The Andreasstift was a building complex in Worms, Germany, now housing Worms City Museum. It is located near Worms Cathedral and the Magnuskirche.

The community it housed was founded before 1000 as a mountain-top community but was moved to a new building within Worms' city walls in 1020 by order of bishop Burchard of Worms. He also ordered the building of the cathedral and of two churches dedicated to St Paul and St Martin. He supported the election of his pupil Henry II and thus became sole ruler of Worms.

The complex now centres on the former Andreaskirche, founded between 1180 and 1200 as a three-aisled Romanesque church. The church's north door shows similarities to the west choir of Worms Cathedral, suggesting it was built at the same time. Two wings of its cloister survive and are now used as a lapidarium.

The church's windows were replaced with Gothic style ones after a fire in 1200. The humanist Peter Anton von Clapis became its provost in 1470. The church and monastery were destroyed in 1689 during the Nine Years' War and only restored in 1761.
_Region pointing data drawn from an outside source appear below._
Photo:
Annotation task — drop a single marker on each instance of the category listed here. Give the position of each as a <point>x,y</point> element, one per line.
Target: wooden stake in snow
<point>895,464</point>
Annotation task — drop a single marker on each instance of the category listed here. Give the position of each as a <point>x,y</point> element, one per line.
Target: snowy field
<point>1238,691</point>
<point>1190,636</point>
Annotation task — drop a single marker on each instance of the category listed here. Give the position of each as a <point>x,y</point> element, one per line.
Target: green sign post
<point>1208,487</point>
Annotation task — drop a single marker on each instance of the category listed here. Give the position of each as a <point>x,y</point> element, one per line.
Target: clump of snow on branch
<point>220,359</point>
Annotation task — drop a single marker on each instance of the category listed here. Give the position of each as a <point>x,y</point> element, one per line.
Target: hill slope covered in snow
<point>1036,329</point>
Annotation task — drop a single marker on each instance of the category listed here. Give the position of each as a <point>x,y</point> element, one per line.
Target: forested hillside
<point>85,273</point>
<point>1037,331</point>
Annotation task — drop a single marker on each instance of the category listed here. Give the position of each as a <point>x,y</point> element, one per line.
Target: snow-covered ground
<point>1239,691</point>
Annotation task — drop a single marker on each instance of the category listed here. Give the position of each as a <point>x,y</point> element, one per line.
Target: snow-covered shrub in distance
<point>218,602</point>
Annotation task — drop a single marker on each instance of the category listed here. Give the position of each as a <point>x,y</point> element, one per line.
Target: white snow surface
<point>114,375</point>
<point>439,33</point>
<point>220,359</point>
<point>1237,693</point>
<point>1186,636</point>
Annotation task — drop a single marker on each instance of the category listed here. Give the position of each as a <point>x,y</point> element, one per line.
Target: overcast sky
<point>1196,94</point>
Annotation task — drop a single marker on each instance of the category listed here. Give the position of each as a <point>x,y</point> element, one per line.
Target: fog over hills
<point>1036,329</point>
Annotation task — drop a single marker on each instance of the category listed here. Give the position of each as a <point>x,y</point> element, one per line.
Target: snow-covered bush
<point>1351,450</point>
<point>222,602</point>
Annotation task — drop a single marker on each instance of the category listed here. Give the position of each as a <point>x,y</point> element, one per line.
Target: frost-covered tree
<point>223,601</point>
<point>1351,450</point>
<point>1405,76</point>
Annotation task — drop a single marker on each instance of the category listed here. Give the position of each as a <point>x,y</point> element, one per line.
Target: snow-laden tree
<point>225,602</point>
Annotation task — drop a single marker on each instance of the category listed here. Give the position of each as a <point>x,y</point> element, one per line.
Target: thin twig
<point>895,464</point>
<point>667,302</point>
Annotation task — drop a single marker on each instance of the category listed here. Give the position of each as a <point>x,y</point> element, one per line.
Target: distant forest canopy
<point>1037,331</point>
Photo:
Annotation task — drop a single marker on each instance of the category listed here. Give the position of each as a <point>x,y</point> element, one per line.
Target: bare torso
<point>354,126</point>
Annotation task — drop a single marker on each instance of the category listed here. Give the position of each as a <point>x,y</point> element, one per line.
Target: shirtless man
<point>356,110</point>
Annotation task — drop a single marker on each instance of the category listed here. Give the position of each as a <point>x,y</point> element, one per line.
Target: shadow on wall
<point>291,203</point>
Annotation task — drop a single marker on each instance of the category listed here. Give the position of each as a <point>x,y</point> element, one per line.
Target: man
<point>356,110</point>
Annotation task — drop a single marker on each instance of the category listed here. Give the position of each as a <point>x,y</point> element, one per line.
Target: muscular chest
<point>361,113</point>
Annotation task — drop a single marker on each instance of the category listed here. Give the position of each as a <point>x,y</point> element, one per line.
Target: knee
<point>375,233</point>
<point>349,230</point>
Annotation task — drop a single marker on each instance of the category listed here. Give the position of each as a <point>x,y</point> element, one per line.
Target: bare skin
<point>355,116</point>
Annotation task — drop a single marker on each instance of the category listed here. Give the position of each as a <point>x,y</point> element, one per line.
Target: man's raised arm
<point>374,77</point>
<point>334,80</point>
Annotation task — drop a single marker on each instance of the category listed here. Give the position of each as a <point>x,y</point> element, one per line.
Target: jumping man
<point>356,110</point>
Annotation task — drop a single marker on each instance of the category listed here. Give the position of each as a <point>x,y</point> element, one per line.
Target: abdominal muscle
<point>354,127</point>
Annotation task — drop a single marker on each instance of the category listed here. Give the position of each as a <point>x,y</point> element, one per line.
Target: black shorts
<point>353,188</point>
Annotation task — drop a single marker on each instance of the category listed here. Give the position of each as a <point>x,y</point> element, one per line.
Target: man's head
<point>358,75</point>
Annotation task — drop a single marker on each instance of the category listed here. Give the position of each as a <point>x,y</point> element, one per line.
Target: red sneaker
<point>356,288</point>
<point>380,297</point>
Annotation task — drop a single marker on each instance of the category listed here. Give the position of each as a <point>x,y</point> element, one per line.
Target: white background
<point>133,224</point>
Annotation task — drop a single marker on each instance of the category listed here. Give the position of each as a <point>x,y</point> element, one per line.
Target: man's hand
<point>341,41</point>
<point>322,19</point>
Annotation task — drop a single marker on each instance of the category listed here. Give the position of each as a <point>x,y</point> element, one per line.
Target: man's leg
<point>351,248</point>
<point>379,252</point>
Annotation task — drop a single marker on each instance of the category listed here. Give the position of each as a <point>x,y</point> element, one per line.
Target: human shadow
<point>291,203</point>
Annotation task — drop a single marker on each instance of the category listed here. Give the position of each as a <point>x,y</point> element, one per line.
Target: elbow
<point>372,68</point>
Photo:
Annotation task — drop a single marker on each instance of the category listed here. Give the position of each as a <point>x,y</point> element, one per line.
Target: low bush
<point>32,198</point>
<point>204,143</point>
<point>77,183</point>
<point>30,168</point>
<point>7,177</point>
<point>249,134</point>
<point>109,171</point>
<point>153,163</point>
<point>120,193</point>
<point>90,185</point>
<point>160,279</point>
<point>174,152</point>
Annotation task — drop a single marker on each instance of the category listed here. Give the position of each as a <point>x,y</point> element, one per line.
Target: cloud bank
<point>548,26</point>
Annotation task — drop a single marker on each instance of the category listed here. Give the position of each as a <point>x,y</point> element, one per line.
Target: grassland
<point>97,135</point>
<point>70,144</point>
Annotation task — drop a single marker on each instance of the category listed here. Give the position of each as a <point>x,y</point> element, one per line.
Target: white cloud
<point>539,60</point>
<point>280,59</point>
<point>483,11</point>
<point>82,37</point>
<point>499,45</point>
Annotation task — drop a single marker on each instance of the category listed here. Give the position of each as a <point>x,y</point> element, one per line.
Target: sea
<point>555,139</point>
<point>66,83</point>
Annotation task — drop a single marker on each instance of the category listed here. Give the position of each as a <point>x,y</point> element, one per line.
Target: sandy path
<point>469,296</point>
The final provost was Clemens August von Stefne. In 1800 the monastery and church were secularized and desanctified by Napoleon I, seeing use as a barracks, a hay barn, a fruit yard, a fire station and the base for the town's official carriages. It was restored again from 1928 to 1930 thanks to a legacy of 200,000 gold marks from Baron Maximilian von Heyl, the younger brother of the Worms industrialist Cornelius Wilhelm von Heyl.

The area was occupied by France from November 1918 onwards. The end of the occupation was marked on 1 July 1930 by a procession from the city museum (then in the Paulusstift) to the Andreasstift - this also marked the museum's transfer to the Andreasstift. The complex was almost completely destroyed by Allied air raids in the final months of World War II. It was restored between 1945 and 1947 during the second French occupation of the area and again in 2007.

The museum's director from 1980–2012 was Mathilde Grünewald.